The tracrRNA and the crRNA together form the gRNA which targets the Cas9 protein to the location of cleavage. In the endogenous bacterial systems the gRNA takes the form of a processed RNA duplex but in the genome editing implementations this takes the form of a single chimeric RNA with the two components already fused together.

When it comes to actual cleavage of DNA it is important that the Cas9 is in the correct conformation and changes in this are known to occur when binding to the target DNA. Recent work suggests the tracrRNA plays a role in maintaining the Cas9 protein in an active form allowing it to be able to target DNA.

It likely also contributes to the overall stability (and thus efficiency) of the CRISPR-Cas9 complex.

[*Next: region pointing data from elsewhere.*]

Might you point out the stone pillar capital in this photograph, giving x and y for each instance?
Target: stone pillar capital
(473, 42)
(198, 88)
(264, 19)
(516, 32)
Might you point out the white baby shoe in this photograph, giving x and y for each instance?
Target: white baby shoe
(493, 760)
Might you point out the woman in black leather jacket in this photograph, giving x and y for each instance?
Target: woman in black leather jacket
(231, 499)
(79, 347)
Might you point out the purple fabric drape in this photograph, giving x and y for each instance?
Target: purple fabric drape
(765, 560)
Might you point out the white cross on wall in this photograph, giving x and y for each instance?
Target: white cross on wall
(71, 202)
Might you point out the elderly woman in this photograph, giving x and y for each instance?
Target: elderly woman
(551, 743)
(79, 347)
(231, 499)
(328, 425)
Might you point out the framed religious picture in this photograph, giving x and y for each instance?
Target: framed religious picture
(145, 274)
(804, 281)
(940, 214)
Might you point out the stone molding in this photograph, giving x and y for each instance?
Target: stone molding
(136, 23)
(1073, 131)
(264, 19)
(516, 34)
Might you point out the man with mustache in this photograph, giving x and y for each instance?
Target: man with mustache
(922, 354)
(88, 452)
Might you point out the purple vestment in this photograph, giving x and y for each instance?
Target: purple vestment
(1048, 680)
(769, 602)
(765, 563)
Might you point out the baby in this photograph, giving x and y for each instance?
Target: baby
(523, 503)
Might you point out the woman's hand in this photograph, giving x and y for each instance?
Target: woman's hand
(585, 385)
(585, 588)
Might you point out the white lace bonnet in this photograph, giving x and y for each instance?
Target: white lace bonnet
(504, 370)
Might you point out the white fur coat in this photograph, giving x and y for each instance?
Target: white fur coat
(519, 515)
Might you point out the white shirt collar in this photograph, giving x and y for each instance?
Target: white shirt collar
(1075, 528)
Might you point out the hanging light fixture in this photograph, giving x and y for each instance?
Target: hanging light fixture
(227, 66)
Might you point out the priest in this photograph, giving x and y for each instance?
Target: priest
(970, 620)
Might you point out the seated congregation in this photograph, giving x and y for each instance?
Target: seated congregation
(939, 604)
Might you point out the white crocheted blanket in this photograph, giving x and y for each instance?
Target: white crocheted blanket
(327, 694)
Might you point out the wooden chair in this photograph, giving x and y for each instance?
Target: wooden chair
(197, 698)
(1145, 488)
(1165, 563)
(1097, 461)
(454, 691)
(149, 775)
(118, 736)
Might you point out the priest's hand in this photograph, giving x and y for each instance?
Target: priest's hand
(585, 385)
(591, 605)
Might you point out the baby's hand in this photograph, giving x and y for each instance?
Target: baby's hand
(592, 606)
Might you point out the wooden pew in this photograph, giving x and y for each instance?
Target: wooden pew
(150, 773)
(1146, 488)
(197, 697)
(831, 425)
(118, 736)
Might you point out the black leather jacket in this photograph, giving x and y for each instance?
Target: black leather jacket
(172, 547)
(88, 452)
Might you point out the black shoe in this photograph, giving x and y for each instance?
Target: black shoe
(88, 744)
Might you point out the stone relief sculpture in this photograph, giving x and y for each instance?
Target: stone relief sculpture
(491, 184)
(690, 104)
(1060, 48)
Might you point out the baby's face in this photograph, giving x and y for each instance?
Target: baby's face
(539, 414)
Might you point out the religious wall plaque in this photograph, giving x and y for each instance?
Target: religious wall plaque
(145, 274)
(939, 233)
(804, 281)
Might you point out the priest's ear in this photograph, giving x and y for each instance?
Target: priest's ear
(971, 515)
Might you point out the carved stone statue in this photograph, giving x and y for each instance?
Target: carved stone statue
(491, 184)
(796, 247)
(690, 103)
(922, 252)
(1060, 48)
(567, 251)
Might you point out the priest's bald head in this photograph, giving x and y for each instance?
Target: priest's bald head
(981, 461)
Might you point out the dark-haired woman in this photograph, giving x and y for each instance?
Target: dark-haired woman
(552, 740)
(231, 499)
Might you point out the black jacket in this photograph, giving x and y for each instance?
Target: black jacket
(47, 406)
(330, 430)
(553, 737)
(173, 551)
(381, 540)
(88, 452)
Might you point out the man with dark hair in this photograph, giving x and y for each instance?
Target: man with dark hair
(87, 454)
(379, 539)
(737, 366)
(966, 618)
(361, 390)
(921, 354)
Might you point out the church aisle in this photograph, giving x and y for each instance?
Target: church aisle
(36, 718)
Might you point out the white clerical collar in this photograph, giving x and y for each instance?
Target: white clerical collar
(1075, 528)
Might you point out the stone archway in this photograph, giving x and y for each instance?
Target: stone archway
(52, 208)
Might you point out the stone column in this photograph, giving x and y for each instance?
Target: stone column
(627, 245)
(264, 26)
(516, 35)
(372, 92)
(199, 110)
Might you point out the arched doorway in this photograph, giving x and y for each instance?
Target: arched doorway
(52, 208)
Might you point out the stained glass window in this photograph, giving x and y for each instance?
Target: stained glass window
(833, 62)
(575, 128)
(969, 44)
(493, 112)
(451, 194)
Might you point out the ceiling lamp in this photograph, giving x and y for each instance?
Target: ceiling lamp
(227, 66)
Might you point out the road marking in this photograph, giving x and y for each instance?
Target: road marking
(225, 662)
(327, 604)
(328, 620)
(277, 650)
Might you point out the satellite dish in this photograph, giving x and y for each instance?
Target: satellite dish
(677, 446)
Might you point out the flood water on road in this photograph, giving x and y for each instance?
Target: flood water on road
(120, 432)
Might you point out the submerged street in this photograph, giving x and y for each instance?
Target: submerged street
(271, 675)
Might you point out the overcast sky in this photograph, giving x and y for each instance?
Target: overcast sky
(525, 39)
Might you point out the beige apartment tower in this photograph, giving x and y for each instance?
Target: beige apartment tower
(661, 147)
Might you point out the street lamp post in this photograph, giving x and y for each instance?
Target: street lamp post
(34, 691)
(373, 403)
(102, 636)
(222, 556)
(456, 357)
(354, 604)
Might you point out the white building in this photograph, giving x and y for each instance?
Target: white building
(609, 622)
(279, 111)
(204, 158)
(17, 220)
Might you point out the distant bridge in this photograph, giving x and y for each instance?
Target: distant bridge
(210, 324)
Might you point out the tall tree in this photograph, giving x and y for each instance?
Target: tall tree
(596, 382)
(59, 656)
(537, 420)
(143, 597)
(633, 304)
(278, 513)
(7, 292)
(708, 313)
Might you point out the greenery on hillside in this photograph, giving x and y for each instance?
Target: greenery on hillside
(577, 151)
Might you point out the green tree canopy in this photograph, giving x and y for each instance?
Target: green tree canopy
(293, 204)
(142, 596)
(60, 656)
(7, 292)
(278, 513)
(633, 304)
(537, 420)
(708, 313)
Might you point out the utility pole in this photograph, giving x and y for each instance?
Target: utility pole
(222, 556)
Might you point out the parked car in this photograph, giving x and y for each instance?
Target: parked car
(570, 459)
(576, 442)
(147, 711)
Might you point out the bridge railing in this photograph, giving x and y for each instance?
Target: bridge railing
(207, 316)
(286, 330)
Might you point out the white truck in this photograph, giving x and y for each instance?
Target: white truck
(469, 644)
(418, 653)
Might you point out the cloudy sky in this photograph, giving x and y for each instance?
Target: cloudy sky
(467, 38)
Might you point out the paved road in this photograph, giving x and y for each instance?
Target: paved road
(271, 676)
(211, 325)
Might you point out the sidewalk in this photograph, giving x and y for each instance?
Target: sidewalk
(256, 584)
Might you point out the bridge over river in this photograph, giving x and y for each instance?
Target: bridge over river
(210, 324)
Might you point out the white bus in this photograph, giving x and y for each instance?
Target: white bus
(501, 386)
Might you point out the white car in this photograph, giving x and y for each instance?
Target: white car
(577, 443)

Ultimately the tracrRNA is an essential component of the CRISPR-Cas9 system via it's role in both guiding the Cas9 protein to its target and aiding it's function.

The following references might be of interest to you:

The tracrRNA and Cas9 families of type II CRISPR-Cas immunity systems

Guide RNA engineering for versatile Cas9 functionality

Structural roles of guide RNAs in the nuclease activity of Cas9 endonuclease


In short, tracrRNA keeps the CRISPR-Cas9 complex (of RNA and the Cas9 protein) catalytically active:

"Figure 5: Scheme of the conformational roles of both tracrRNA and crRNA during Cas9 nuclease activity."

Image source: Figure 5 from Lim, Y. et al., 2016. Structural roles of guide RNAs in the nuclease activity of Cas9 endonuclease. Nature Communications, 7, p.13350. Available at: http://dx.doi.org/10.1038/ncomms13350.

This was shown by pre-incubating different sets of components together for 20 minutes, then adding the missing component(s) and observing the resulting amount of DNA cleavage activity. For example, in the "pink" experiment, only the Cas9 protein and tracrRNA are pre-incubated together and the crRNA is added just before the 5 minute cleavage time:

"Figure 1: Identification and quantification of inactive Cas9."

Image source: Figure 1 from Lim, Y. et al., 2016. Structural roles of guide RNAs in the nuclease activity of Cas9 endonuclease. Nature Communications, 7, p.13350. Available at: http://dx.doi.org/10.1038/ncomms13350.

The green bar represents the Cas9 protein pre-incubated for 20 minutes with both the tracrRNA and crRNA. The pink bar shows that pre-incubating with tracrRNA but without crRNA still results in the same level of activity (measured as fraction of cleaved product). However, when the tracrRNA is not included in the pre-incubation, as in the yellow and blue experiments, the activity is much reduced.